A week after my surgery, the surgeon showed me an x-ray of what he had done to my collar bone. Screws protruded through it, holding a metal plate on top. Nobody had told me I was going to be treated like a piece of carpentry and have holes drilled in my bones. Jock Doc asked if I had any questions. I asked, "Why didn't you use bone glue?"
I've been seeing articles on bone glue for over a decade. All they told me at pre-op was they were going to put the pieces of my collar bone back together. They showed me somebody else's x-ray with a lot more pieces than mine, but that's a separate issue.
The doc said bone glue isn't strong enough to hold a clavicle. A collar bone is not a particularly weight-bearing bone. These articles seem to indicate that bone glue is a viable option.
The issue is how to help rushed and sleepy residents explain to potential surgery patients what the surgery is going to be.
PowerPoint seems to be a good answer. This is not an endorsement of Microsoft products. OpenOffice, Corel and Adobe all make equivalent products. I'm using the term PowerPoint here as a generic name for this type of software presentation.
Powerpoint presentations with graphics for each type of surgery and their side effects would provide a sensible solution.

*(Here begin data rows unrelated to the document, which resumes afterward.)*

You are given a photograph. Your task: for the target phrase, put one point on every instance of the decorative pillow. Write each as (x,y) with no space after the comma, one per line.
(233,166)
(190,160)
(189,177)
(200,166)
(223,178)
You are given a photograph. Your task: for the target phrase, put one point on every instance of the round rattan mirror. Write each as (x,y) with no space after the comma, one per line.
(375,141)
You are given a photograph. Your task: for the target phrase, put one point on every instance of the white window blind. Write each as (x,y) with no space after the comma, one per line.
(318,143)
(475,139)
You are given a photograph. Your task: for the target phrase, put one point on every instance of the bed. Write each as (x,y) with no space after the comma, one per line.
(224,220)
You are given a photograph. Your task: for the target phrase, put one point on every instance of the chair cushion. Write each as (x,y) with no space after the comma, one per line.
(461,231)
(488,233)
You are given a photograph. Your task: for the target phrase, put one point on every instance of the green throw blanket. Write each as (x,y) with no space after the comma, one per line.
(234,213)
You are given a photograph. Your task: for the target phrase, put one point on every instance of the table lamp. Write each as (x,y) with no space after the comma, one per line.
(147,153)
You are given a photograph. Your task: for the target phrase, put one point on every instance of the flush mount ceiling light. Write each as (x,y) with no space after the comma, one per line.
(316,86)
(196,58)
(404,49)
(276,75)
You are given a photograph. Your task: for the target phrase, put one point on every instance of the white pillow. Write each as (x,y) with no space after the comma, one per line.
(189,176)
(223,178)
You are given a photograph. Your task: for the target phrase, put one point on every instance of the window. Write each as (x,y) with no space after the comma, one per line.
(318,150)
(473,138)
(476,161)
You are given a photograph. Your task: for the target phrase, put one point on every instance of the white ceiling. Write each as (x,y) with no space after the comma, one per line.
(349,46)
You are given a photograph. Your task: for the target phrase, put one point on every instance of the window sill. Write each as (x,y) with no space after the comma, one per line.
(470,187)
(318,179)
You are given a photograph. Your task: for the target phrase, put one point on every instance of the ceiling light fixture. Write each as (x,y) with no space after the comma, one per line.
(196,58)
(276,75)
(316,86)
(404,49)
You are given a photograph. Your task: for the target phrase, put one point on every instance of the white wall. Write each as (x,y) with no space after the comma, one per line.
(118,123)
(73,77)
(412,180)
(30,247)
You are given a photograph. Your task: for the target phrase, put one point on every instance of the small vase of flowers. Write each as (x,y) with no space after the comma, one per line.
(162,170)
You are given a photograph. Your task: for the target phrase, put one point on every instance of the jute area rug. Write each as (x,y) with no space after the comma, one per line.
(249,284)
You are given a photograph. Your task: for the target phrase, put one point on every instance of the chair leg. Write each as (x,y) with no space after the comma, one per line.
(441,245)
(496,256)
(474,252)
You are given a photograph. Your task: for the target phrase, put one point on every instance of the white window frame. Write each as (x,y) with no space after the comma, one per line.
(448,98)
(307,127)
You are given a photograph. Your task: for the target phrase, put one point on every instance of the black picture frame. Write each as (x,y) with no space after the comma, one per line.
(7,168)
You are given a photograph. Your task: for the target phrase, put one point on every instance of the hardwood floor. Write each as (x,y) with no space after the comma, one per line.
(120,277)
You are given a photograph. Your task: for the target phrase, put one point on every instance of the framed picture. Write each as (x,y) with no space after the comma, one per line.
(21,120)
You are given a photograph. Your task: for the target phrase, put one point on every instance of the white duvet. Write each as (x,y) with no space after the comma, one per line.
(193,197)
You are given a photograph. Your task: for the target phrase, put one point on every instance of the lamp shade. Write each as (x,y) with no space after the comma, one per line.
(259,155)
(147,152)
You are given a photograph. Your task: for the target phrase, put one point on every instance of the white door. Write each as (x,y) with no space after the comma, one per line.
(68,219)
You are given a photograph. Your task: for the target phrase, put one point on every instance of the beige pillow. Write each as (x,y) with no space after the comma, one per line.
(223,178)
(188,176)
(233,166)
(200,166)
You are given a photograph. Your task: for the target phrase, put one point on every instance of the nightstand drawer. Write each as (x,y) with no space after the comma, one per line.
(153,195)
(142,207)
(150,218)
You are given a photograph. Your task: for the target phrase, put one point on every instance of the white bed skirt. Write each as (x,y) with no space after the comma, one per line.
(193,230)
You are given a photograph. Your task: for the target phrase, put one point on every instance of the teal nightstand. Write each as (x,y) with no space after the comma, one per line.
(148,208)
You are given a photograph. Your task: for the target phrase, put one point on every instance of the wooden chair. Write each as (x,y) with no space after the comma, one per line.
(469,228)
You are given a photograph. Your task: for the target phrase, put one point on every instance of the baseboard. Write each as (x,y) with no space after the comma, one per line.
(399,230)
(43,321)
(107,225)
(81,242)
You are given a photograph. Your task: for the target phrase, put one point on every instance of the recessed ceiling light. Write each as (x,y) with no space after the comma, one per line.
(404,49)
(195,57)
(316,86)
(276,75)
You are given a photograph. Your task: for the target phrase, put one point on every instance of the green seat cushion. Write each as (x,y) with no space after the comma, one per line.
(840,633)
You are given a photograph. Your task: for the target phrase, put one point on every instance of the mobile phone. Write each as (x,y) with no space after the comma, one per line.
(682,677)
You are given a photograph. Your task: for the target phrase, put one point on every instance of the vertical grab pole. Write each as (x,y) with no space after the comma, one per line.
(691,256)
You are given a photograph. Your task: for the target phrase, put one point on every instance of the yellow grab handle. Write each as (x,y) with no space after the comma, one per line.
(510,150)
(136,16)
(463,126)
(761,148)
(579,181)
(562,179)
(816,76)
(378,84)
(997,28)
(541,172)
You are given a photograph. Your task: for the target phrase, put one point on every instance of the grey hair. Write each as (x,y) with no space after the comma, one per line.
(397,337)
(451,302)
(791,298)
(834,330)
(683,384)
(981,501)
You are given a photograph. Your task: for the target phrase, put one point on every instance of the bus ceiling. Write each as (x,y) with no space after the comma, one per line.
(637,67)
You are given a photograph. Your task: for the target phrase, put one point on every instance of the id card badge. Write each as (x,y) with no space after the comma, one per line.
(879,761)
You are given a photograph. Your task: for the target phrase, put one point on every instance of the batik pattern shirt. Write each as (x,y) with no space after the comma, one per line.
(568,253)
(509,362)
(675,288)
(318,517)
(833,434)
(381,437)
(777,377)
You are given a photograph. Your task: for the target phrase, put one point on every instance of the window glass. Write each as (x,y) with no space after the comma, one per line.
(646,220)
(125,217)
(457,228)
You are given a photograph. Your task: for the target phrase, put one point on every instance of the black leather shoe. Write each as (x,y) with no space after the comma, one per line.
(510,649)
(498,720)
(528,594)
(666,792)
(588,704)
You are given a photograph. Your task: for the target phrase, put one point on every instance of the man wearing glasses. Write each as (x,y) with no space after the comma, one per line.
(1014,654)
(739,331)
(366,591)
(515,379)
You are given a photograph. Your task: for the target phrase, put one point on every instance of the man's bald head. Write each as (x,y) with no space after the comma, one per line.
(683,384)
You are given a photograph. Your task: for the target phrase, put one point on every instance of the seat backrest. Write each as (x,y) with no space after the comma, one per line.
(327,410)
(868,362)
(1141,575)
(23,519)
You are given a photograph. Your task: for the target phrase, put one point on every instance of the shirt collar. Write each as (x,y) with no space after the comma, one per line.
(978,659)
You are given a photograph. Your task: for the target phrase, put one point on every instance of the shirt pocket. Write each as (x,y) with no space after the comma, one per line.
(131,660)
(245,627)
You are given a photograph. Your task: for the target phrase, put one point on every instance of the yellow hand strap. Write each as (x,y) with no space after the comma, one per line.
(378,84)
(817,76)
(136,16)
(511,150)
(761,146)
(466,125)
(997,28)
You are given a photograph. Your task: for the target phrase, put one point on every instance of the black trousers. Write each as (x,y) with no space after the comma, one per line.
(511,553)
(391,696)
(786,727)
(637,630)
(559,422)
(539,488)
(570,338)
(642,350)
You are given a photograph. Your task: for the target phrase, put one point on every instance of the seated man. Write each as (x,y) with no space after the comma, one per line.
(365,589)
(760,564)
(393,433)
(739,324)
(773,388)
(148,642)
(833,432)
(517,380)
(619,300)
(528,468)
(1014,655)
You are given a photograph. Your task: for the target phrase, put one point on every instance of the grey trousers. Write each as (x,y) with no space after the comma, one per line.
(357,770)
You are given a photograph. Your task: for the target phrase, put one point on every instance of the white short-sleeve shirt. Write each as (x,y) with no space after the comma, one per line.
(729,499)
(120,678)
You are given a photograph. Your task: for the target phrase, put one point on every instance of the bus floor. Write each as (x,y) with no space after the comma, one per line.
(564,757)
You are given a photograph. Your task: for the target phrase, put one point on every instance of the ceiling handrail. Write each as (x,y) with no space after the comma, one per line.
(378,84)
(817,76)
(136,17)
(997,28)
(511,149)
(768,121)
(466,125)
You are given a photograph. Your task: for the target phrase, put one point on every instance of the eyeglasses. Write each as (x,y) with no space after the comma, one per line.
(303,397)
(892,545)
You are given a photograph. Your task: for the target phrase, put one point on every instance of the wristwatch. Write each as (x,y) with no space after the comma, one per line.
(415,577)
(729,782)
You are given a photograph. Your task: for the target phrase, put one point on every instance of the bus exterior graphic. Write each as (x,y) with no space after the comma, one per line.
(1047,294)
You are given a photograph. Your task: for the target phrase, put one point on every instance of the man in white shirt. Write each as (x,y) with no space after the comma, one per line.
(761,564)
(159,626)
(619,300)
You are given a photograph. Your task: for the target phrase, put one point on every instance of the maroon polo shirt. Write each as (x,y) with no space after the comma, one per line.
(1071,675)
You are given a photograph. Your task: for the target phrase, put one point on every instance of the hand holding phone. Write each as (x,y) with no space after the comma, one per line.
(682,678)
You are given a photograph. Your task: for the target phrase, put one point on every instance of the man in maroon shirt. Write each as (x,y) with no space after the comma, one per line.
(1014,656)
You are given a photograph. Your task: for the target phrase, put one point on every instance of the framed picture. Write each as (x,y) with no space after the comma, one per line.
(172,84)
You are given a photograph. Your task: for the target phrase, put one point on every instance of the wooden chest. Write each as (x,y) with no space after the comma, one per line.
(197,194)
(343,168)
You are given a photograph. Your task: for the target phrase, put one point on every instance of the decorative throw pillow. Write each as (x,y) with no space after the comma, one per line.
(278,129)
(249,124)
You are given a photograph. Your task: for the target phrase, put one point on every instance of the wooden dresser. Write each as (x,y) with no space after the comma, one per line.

The resident would also read a script to the potential surgery patient from the notes of the ppt file. Printouts of the Powerpoint presentation and script could be given to the patient and family. In this mode, no information could be omitted or forgotten.
Powerpoint presentations to a patient enjoy several advantages over an oral explanation.
1) Powerpoint is visual as well as auditory. 60% of people do not learn well by audio presentation alone.
2) Residents are always sleepy and rushed. A Powerpoint presentation will make sure that no steps are left out.
3) A Powerpoint presentation can be tested and modified as improvements are noted.
I also suggest a quiz for the potential surgery patient to make sure he or she understood the explanation. The quiz would include simple questions, such as these for broken bones:
1) How many pieces of your broken bone will be put back together?
2) How will the bones be put back together?
Such a quiz would determine not only if the patient understood, but also if the patient was shown his or her own x-ray, or at least one that was substantially similar.
I'm just putting these ideas out there -- hoping hospitals all over the world will pick up on this idea. My motto is not -- sue the stuffing out of them. It's Never Again!